E se não tivesse sido implantada a República...

14-12-2013 23:10

Venho lendo um livro A República nunca existiu - uma antologia de contos sobre um Portugal onde o regicídio falhou. Todos os contos (há também uma mini peça dramática em dois atos), embora diversificados na estrutura e na temática, bem como no perfil dos seus autores, nos dão uma hipotética evolução do país sem república e, por conseguinte, no regime de monarquia constitucional.

Nesse reino de ficção, as coisas evoluíram no mesmo contexto internacional: surgiram as duas guerras mundiais, instalou-se o comunismo, fez-se a experiência do nazismo e do fascismo e os espanhóis tiveram o franquismo e nós o salazarismo. Salazar, revestido dos predicados de polaridade negativa com que habitualmente o caraterizam os democratas, aparece, numa hipótese, como primeiro-ministro nomeado pelo rei Dom Manuel II e, noutra, como governante empossado por Franco na sequência da fuga do rei para o Brasil, que agora se tornou reino de acolhimento.
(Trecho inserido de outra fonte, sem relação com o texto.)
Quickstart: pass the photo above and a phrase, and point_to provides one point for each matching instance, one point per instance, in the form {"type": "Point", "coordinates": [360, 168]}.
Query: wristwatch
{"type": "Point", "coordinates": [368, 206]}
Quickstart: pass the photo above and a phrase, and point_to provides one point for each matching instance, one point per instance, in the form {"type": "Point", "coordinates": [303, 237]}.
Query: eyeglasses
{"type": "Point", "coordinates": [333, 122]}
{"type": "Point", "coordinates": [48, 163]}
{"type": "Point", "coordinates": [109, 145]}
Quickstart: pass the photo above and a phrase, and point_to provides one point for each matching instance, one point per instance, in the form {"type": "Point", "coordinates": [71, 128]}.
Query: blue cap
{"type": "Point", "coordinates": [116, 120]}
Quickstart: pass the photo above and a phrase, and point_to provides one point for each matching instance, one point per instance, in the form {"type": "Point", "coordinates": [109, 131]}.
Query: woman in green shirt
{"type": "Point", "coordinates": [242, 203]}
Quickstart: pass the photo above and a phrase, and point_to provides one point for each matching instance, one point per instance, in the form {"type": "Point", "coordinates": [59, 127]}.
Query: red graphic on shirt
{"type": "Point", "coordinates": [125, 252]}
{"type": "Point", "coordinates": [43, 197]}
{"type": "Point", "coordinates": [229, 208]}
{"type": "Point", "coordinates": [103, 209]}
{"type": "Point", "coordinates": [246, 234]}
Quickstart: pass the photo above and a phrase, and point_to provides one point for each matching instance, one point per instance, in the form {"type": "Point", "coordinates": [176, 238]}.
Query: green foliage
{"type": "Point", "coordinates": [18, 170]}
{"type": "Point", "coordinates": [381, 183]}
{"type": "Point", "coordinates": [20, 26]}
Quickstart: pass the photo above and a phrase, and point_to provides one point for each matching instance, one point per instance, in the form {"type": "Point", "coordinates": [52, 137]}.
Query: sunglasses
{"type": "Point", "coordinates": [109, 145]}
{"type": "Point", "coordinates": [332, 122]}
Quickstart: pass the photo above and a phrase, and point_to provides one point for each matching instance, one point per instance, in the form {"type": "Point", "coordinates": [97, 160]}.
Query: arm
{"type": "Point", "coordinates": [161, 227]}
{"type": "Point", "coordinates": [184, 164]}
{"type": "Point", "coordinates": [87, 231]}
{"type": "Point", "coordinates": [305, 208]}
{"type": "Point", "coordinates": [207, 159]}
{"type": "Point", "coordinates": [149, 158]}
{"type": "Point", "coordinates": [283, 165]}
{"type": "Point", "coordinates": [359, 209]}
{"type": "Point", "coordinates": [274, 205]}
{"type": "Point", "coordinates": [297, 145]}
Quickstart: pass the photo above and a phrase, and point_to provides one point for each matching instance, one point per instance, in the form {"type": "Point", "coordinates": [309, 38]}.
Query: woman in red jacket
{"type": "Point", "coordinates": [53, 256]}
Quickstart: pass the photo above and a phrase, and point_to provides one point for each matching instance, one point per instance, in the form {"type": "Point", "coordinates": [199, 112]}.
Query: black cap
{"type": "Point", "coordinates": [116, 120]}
Como já demos a entender, aparecem os putativos reis ora como soberanos altamente competentes - na linha da tradição monárquica, mas em diálogo com a modernidade, com as instituições a funcionar em perfeita saúde democrática - ora na mais deslavada incompetência, mais aplicados ao desporto e colocando todo o poder no primeiro-ministro, a raiar a ditadura e com as instituições a definhar. Temos a hipótese da administração pública forte e amiga do ambiente e do cidadão ou a função pública perdida nas futilidades, um mundo empresarial decente e com sucesso económico e preocupação social ora um mundo empresarial eivado do espírito do lucro custe o que custar com a violência social a estoirar...
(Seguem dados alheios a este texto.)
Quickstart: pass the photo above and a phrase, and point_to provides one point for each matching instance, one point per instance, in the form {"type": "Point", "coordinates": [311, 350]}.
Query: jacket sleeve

As rainhas e damas tanto apaparicam a figura do rei como o criticam causticamente; e não poupam Salazar, Carmona e outros. Respigo uma ficcionada afirmação de Dona Amélia em França, a páginas 111-112: "Nossa Senhora escolheu o país mais atrasado da Europa para aparecer, apareceu a três pastorinhos analfabetos e a primeira coisa que disse... estive a ler nas confissões da Irmã Lúcia... foi que aprendessem a ler. que fossem à escola. Foi um sinal de Deus, creio-o. Mas veio o Salazar e manteve o país analfabeto.".

Enfim, é uma linha ideológica visível noutros países, em que a distinção do sucesso político, económico e social não se liga à monarquia ou à república, mas à democracia e à mundivisão. 

As políticas atinentes aos costumes seriam idênticas às vigentes hoje.

Parece outrossim constituir uma velada crítica à confissão constitucional do republicanismo. Terão razão?